My micro-eureka moment of today.

August 15, 2006

Well, make it nano (or pico (or femto)) if you want. I have not discovered a new principle as Archimedes did, but have come to realize a mathematical beauty that exists in the nature’s design.

I have realized that genetic code is a many-to-one function that transforms a sequence of nucleotide into sequence of amino acids. Because this function is many-to-one, it can not be inverted. In terms of genetics it means that – if you know the sequence of nucleic acids in a particular gene, you can always say what protein would it produce; but it is not possible to know the gene that has produced a particular protein (which is a sequence of amino acids).

Sounds foreign? Let me explain.

The right question to ask is: How does a gene control protein manufacture?

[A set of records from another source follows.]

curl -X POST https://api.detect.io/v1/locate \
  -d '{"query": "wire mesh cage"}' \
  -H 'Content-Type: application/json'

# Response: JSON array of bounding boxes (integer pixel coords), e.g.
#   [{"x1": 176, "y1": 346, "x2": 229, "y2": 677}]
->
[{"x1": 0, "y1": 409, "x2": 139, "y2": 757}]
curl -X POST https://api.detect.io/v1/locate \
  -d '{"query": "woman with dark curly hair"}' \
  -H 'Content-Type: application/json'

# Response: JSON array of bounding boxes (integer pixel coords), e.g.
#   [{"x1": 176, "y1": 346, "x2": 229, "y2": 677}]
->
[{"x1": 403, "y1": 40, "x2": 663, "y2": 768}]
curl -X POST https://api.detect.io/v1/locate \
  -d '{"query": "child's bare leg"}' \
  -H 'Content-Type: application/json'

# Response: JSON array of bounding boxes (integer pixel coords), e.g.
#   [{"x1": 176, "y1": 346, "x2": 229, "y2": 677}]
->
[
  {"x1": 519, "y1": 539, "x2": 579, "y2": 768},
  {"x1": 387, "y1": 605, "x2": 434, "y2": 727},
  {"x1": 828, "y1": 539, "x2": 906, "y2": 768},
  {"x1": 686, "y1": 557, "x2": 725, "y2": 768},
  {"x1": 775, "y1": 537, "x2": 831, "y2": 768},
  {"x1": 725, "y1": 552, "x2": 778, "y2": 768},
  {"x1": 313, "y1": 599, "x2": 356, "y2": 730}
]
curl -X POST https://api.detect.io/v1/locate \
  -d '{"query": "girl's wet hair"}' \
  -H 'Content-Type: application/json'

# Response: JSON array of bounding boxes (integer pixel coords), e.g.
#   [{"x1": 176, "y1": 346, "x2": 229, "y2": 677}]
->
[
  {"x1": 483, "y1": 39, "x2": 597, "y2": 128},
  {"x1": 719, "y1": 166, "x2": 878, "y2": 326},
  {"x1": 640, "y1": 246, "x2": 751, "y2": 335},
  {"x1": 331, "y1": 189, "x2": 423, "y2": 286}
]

Genes are particular sequence of nucleic acids (A,T,G,C) with defined pattern. Every triplet (termed codon) in this sequence encodes an amino acids. Proteins are nothing but a peculiar series of amino acids. When a gene is activated, its sequence is copied to mRNA (messenger RNA). Messenger RNA then carries this genetic information to the place where codons are read and amino acids encoded by them strung togeather. When amino acids are strung togeather, they assume particular chemical and structural properties that in turn govern their functional properties. Proteins are work-horses of cells – they do most of the work.
The code that matches genetic codon with a particular amino acid is uniform, degenerate and unambiguous. What this means is:

  • Unifromity: All organisms use the (almost) the same genetic code. (Isn’t it amazing – it really shows we really have grown out of amoeba!)
  • Degeneracy: More than one codon can represent any given amino acids (by the way, in humans there are 20 of them)
  • Unambiguity: Every codon represents one and only one amino acid.

So if you consider genetic code to be a function (call it ‘g’) maping a set of codons (call it ‘C’) to a set of amino acids (call it ‘A’), we can see that g: C -> A maps every member of the set C to a single but non-unique member of A. Thus, function g is many to one.

Now, it is a mathematical truth that many-to-one function cannot be inverted. Hence, you can never ever get a nucleotide sequence out of protein structure.(edited thanks to Johan’s comment) Hence, eventhough you can infer what nucleic acid sequences may give rise to certain amino acid sequence, you can never be sure which one actually did.